Sie kamen hinaus auf einen Korridor mit glattem Bodenbelag. An seinem Ende befanden sich zwei Schwingtüren aus dickem Kunststoff.
«Daß ihre Verpackungskisten nich verkratzt wern», erklärte Flekken. Er zog Ronny hinter sich her, schob sich mit dem Rücken durch die Kunststofftür. Auf der anderen Seite blieb er stehen und öffnete eine normale Tür auf der rechten Seite des Korridors.
Da standen sie auf einmal im Supermarkt.
«Wir sind den falschen Weg gegangen», sagte Ronny.
«Nix», antwortete Flekken. «Wir sin genau richtig, wenns nach Kopenhagen gehn soll. Komm.»
Ronny folgte zögernd.
Sie gingen durch die Lebensmittelabteilung in einen großen Raum mit Gartenmöbeln und Haushaltswaren.
«Derselbe Besitzer», erklärte Flekken. «Drum is nix abgesperrt. Da», fuhr er fort und zog eine Leiter aus Leichtmetall heraus.
Ronny blieb stehen. Hier sollten sie sich verstecken, um dann wieder nach draußen zu fliehen? Was ging in dem Kopf von dem Kerl bloß vor? Oder stimmte es, was er sagte, daß sie später mit einem Lastzug hier wegkämen? Flekken grinste.
«Guck nich so blöd. Wir müssn rauf in die Höh, dann gehts weiter. Hab diese Route ausprobiert. Is bombensicher.»
«Keine Flucht ist bombensicher», antwortete Ronny. Bei sich dachte er: Und ich bin knapp davor, mich genauso verrückt zu benehmen wie nach dem Aussteigen aus dem Intercity. Fange wieder zu phantasieren an. Er zögerte. Wollte zurücklaufen. Wieder raus.
«Komm schon. Wir ham nich so lang Zeit.» Flekken schubste ihn vorwärts.
Jetzt gingen sie zurück in die Lebensmittelabteilung. Bei einer der größten Tiefkühltruhen blieb Flekken stehen.
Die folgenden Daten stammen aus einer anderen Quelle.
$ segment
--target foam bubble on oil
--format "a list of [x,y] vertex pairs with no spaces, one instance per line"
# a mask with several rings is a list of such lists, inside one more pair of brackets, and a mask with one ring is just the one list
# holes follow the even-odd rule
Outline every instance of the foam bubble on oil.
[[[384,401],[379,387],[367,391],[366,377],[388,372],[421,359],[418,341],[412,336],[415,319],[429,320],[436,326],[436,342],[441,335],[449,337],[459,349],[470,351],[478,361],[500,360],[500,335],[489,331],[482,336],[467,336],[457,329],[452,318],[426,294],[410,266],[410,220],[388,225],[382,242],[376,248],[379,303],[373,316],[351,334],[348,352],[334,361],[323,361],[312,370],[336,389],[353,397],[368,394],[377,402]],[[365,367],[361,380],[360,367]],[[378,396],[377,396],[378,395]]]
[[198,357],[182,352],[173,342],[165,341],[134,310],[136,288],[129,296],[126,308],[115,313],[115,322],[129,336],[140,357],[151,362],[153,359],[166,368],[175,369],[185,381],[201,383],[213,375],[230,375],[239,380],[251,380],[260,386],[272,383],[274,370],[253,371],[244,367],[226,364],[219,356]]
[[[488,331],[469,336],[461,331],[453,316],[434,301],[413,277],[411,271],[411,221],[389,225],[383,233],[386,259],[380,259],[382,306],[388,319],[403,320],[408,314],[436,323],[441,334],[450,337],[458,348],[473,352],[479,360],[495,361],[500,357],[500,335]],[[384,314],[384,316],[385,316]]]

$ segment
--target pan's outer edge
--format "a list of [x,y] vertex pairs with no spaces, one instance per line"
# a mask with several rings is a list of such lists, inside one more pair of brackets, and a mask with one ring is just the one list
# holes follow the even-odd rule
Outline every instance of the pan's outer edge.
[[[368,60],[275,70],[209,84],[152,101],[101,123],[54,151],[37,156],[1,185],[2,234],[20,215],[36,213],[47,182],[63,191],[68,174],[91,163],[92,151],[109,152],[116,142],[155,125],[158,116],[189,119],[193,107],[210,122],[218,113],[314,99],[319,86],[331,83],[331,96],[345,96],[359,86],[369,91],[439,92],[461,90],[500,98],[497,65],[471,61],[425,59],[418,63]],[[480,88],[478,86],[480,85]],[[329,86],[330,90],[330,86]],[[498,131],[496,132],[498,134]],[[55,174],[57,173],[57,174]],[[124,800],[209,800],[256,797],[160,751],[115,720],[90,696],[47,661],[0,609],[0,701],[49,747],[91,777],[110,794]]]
«Da. Halt fest und zieh!» Er hielt Ronny das eine Ende der Leiter hin. «Zieh schon, los!» Sie zogen, jeder an seinem Ende, und die Leiter wurde länger und länger. Es war eine Teleskopleiter. Sie bestand aus mehreren zusammenhängenden Teilen und war ziemlich lang ausziehbar. Das sah Ronny jetzt.
Erstaunt stand er da und schaute zu, wie Flekken sie zur Decke richtete. Die Leiter war genau zehn Zentimeter zu lang. Aber Flekken lachte nur und stieß gegen die Decke. Da hob sich oben eine Platte.
«Da gehts rauf zur Freiheit», grinste Flekken. Er kletterte hinauf. «Komm nach», sagte er. «Gleich wirste sehn, was du nich mal geträumt hast.»